Eq.(6)に短絡状態の条件$V=0$を与えることで、短絡電流$I_{\rm sc}$は次式により表されます。

$$ \begin{split} I_{\rm sc} = \left. I \right|_{V=0} = & \frac{ (I_{\rm ph} + I_{\rm s}) R_{\rm sh} }{ R_{\rm s} + R_{\rm sh} } \\ & \quad – \frac{nkT}{q R_{\rm s} } W_0 \left( \frac{ q I_{\rm s} R_{\rm s} R_{\rm sh} }{ nkT ( R_{\rm s} + R_{\rm sh} ) } {\rm exp} \left( \frac{ q [ ( I_{\rm ph} + I_{\rm s} ) R_{\rm s} R_{\rm sh} ] }{ nkT ( R_{\rm s} + R_{\rm sh} )} \right) \right) \end{split} \tag{9} $$

同様に、Eq.(8)に開放状態の条件$I=0$を与えることで、開放電圧$V_{\rm oc}$は次式により表されます。

$$ V_{\rm oc} = \left. V \right|_{I=0} = (I_{\rm ph} + I_{\rm s}) R_{\rm sh} ~ – ~ \frac{nkT}{q} W_0 \left( \frac{q I_{\rm s} R_{\rm sh}}{nkT} {\rm exp} \left( \frac{R_{\rm sh}}{nkT} (I_{\rm ph} + I_{\rm s} ) \right) \right) \tag{10} $$

このようにランベルトのW関数を導入することで、開放電圧や短絡電流を解析的に表現することができます。これらに限らず、ランベルトのW関数を用いると$I$-$V$特性と等価回路パラメータ間の関係をより詳細に解析することが可能です。

付録:Eq.(4)の求め方 

 Eq.(2)を適用できる形にEq.(3)の超越方程式を変形します。Eq.(3)の両辺に$-\frac{a}{b}e^{-a \left(x + \frac{c}{b} \right)}$をかけると

$$ – \frac{a}{b} e^{ – \frac{ac}{b} } = -a \left(x + \frac{c}{b} \right) e ^ {-a \left( x + \frac{c}{b} \right)} \tag{11} $$

となり、ここで$~ w = -a \left(x + \frac{c}{b} \right)$とおくことで

$$ – \frac{a}{b} e^{ – \frac{ac}{b} } = w e^ w \tag{12} $$

と変形できます。Eq.(12)にEq.(2)を適用することで、$w$はランベルトのW関数を用いて次のように表すことができます。

$$ w = W \left( – \frac{a}{b} e^{ – \frac{ac}{b} } \right) \tag{13} $$

Eq.(13)の左辺に$~ w = -a \left(x + \frac{c}{b} \right)$を代入し、$x$について解くことで次式を得ます。
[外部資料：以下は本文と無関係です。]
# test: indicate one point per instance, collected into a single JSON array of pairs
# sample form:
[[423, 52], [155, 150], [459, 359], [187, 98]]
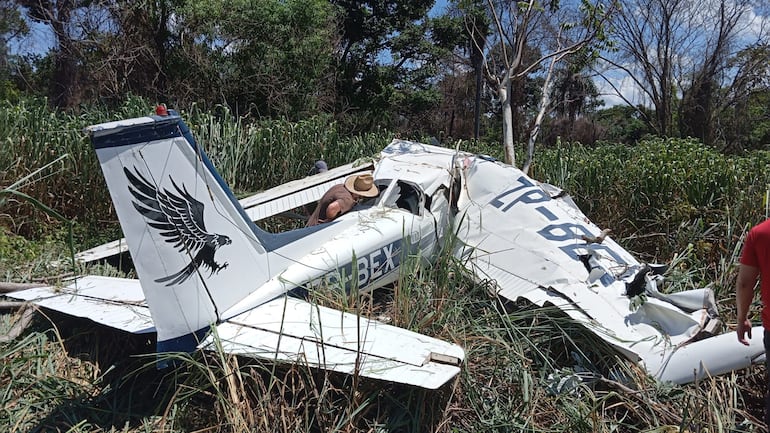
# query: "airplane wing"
[[534, 243], [259, 206], [285, 329]]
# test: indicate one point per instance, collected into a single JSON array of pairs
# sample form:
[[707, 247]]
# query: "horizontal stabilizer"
[[293, 330], [259, 206], [115, 302]]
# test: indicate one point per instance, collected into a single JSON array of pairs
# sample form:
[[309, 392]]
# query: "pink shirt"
[[756, 253]]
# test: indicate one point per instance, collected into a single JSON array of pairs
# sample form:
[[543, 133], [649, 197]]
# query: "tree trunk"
[[544, 103]]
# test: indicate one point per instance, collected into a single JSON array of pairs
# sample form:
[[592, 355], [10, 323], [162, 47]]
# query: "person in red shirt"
[[755, 263], [339, 199]]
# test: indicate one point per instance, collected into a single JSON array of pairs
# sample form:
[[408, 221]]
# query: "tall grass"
[[527, 369]]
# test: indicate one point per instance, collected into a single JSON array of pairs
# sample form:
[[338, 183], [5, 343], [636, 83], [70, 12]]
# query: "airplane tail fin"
[[190, 240]]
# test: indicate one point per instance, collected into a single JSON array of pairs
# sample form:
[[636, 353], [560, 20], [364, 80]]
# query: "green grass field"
[[673, 201]]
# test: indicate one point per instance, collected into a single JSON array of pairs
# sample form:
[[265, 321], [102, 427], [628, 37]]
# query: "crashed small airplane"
[[209, 275]]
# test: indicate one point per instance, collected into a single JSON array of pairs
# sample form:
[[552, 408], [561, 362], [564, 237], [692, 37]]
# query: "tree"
[[679, 50], [64, 18], [11, 26], [388, 59], [271, 58], [555, 30]]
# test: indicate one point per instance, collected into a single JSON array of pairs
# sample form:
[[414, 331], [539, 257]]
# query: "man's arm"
[[744, 294]]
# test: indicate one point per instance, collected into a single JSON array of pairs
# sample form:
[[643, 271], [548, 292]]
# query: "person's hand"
[[744, 329]]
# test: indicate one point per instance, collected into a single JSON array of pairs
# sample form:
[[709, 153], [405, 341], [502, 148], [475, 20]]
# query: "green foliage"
[[527, 369], [268, 58]]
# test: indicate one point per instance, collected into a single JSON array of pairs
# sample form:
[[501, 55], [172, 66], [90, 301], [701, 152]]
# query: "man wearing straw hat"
[[341, 198]]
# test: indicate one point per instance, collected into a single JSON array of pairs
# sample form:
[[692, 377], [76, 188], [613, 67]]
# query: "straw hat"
[[362, 184]]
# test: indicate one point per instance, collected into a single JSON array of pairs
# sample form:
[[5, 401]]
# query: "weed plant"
[[526, 369]]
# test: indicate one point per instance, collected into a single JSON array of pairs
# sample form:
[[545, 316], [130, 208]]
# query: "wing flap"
[[115, 302], [293, 330]]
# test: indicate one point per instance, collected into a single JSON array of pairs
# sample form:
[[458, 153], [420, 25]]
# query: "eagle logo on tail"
[[178, 217]]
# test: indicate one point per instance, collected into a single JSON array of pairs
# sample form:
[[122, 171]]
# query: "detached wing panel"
[[292, 330], [115, 302]]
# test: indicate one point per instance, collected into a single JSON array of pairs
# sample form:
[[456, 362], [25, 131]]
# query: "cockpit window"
[[402, 195]]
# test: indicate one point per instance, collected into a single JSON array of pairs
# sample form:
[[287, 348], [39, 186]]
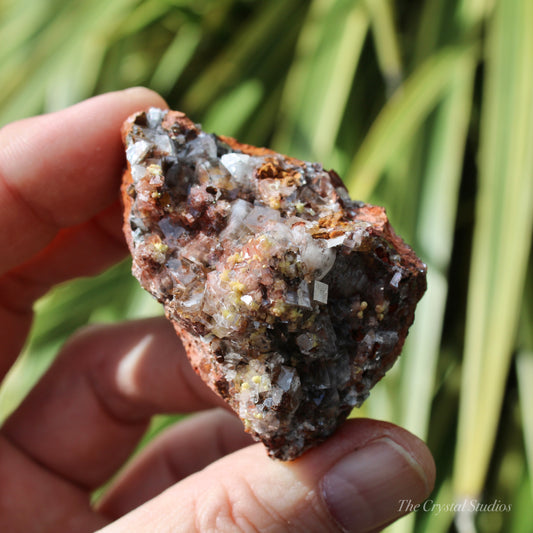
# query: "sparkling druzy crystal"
[[291, 299]]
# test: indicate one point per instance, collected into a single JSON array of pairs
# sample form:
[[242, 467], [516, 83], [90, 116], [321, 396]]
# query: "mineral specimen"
[[292, 300]]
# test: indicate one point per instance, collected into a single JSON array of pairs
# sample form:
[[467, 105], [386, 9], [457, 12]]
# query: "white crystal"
[[304, 300], [320, 292], [247, 299], [241, 166], [164, 144], [137, 173], [396, 279], [154, 116], [259, 216], [136, 152], [285, 378], [336, 241], [236, 227]]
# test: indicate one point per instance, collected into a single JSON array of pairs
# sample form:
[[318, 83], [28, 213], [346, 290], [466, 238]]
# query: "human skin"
[[60, 218]]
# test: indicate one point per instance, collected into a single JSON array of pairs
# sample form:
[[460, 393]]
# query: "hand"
[[60, 218]]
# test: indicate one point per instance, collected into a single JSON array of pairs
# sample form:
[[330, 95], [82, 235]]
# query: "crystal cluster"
[[292, 300]]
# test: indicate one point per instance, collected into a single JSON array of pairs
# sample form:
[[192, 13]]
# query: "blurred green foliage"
[[424, 107]]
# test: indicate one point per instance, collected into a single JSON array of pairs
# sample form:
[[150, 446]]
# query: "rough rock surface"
[[292, 300]]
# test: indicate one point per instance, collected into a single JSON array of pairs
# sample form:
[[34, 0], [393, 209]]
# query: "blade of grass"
[[500, 250], [400, 118], [320, 79], [228, 66], [436, 221], [229, 113], [386, 42], [175, 58], [524, 372]]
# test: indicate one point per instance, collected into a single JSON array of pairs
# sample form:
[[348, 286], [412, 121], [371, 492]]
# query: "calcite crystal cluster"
[[292, 300]]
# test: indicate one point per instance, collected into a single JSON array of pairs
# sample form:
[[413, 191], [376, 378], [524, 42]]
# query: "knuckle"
[[234, 506]]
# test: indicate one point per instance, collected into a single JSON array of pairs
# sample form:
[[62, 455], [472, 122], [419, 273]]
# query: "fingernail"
[[366, 488]]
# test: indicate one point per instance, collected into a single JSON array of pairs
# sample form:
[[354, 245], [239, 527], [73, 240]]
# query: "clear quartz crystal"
[[292, 300]]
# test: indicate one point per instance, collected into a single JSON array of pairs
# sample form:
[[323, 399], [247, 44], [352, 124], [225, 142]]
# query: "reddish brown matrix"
[[292, 300]]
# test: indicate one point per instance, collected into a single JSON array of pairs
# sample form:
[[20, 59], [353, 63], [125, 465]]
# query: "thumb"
[[364, 477]]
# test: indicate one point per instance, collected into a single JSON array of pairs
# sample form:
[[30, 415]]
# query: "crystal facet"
[[292, 300]]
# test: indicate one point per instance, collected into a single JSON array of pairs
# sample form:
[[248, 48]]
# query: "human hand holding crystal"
[[60, 217]]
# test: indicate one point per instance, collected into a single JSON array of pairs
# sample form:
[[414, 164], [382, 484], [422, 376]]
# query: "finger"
[[86, 415], [180, 451], [60, 169], [354, 482]]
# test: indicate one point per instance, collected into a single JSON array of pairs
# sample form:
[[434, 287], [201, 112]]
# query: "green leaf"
[[502, 236]]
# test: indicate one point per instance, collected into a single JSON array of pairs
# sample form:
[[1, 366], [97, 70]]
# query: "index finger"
[[60, 169]]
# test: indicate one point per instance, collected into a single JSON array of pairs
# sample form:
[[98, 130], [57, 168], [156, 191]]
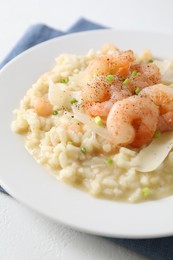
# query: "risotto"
[[98, 122]]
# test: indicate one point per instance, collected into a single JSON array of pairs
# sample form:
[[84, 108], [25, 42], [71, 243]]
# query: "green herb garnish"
[[137, 90], [109, 161], [83, 149], [54, 112], [145, 192], [65, 81], [73, 101], [98, 120], [134, 73], [126, 82], [110, 78], [157, 134]]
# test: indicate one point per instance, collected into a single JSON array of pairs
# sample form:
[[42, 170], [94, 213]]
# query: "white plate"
[[31, 184]]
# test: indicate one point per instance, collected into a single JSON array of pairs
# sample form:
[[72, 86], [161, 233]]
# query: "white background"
[[25, 234]]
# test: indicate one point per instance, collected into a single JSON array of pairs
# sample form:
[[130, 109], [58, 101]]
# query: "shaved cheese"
[[151, 157], [90, 123]]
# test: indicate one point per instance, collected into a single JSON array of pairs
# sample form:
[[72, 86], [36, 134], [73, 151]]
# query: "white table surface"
[[25, 234]]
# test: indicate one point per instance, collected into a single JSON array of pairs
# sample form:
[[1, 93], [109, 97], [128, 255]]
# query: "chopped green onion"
[[157, 134], [109, 161], [98, 120], [83, 149], [167, 83], [65, 81], [54, 112], [137, 90], [126, 82], [110, 78], [145, 192], [134, 73], [73, 101]]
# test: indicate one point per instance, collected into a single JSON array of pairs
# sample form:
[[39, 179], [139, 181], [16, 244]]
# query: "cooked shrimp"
[[99, 94], [43, 107], [96, 90], [133, 121], [161, 95], [117, 63], [165, 122]]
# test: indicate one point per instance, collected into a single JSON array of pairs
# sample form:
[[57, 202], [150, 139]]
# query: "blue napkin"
[[156, 249]]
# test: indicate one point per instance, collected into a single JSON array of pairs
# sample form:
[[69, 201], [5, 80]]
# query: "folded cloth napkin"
[[157, 249]]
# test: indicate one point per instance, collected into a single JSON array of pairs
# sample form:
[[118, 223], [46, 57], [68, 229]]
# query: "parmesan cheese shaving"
[[151, 157]]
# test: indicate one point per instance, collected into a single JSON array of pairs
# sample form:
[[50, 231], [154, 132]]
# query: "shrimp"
[[161, 95], [96, 90], [43, 107], [165, 122], [117, 63], [132, 121]]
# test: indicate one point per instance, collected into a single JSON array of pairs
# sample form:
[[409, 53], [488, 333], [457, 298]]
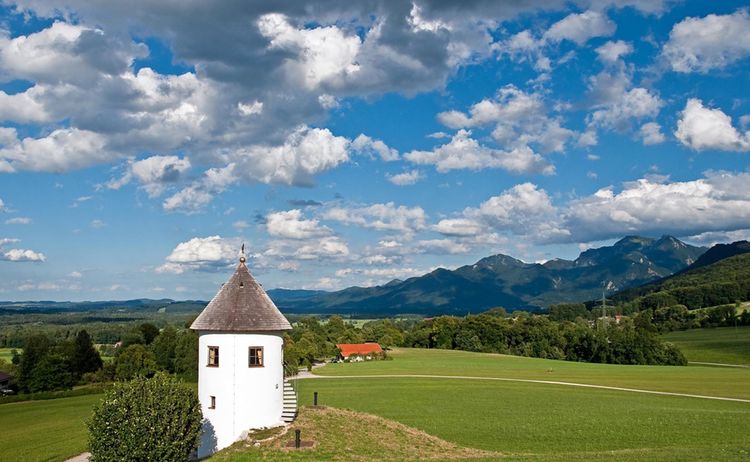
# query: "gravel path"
[[545, 382]]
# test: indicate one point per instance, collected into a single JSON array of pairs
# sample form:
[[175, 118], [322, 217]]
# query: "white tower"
[[240, 361]]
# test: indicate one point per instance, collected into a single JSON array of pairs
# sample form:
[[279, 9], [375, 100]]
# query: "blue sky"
[[141, 143]]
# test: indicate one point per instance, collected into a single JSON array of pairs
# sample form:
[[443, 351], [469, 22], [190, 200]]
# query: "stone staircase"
[[289, 412]]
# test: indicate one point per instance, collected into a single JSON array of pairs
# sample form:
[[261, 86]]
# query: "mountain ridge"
[[502, 280]]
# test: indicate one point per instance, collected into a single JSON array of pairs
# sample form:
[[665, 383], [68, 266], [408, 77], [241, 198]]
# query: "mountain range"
[[501, 280], [497, 280]]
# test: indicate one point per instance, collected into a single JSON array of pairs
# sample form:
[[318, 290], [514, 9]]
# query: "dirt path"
[[701, 363], [544, 382]]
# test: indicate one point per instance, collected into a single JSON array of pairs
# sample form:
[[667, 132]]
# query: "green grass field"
[[727, 382], [45, 430], [730, 345], [528, 420], [523, 421], [5, 353]]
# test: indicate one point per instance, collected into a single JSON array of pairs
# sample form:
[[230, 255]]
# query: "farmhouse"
[[364, 350], [241, 383]]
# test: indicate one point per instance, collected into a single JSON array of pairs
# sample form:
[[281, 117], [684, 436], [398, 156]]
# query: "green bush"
[[157, 419]]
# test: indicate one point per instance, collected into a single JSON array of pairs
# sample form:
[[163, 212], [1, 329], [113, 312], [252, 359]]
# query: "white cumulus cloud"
[[290, 224], [702, 128], [201, 254], [712, 42], [465, 153]]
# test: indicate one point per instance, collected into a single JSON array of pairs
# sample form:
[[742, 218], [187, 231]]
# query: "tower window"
[[255, 357], [213, 357]]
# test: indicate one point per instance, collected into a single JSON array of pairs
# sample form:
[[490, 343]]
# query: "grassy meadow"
[[729, 345], [49, 430], [726, 382], [6, 353]]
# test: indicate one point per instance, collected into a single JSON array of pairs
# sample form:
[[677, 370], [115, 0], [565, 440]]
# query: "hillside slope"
[[722, 282]]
$$ x = – ~ \frac{c}{b} ~ – \frac{1}{a} W \left( – \frac{a}{b} e^{ – \frac{ac}{b} } \right) \tag{14} $$

このように、Eq.(3)の解は$W(x)$を用いて解析的に表現できます。

参考文献

[1] 池野孝, 内海淳志, 平地克也, 中川重康, “太陽電池の等価モデルを用いたI-V特性推定型MPPTの提案,” 電気学会論文誌B, vol.138, no.8, pp.514-520, 2018.
[2] R. M. Corless, G. H. Gonnet, D. E. G. Hare, D. J. Jeffrey & D. E. Knuth, “On the LambertW function,” Advances in Computational Mathematics, vol.5, pp.329–359, 1996.
DOI:10.1007/BF02124750
[3] 伊東正人, “物理授業におけるランベルトのW関数の活用法,” 物理教育, vol.67, no.1, pp.22-26, 2019.
DOI:10.20653/pesj.67.1_22
[4] Meetarani Tripathy, Manish Kumar, P. K. Sadhu, “Photovoltaic system using Lambert W function-based technique,” Solar Energy, vol.158, pp.432-437, 2017.